Tuesday, April 10, 2012
We liked how no one owned much of anything, yet they made such a difference for each other, creating a family of sorts with the cafe at the hub. Joanne laughed, saying that the title didn't just apply to the cafe, but also to the people it attracted. They seemed to bloom, were opening up, when they came into the cafe community.
I struggled with Sam Neely because I felt his demise was just a little too tidy, eliminating him and his treat from the circle of friends. Kathy thought it would be poetic justice were he to become a paraplegic, confined to a wheelchair like Caney.
The one area we all had a problem with was Helen.

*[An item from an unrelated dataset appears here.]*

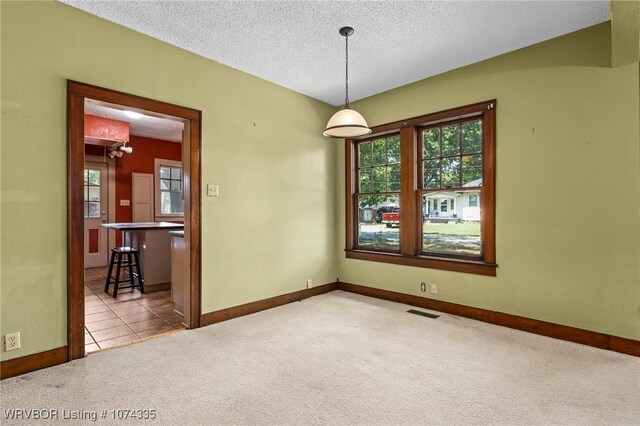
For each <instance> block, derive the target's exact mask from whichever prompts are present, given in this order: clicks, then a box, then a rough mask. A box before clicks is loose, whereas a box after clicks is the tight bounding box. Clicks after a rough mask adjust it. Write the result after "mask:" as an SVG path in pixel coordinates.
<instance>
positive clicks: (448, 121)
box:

Mary didn't get the whole Helen thing, and Maureen agreed, saying she hadn't furthered the story for her. We saw the need for a Helen-like element, to motivate Vena and keep her striving for something outside herself, but the elements of their story were disjointed and confusing. The ending was as bewildering as the story and the timeline was unclear. Carolyn thought it was mighty coincidental that Helen had been to their old house a year earlier and Vena just happened to stumble upon it the following year and also find the note that her sister had left her. Kathy was incredulous that given their history and how hard Vena had struggled that she didn't keep the note.
That said, it was a delightful book, and as Kathy said, it reminded her of Fried Green Tomatoes. We agreed that the hard work we invested in this list has paid off for the fourth month running and we have started jotting down titles to consider for next year.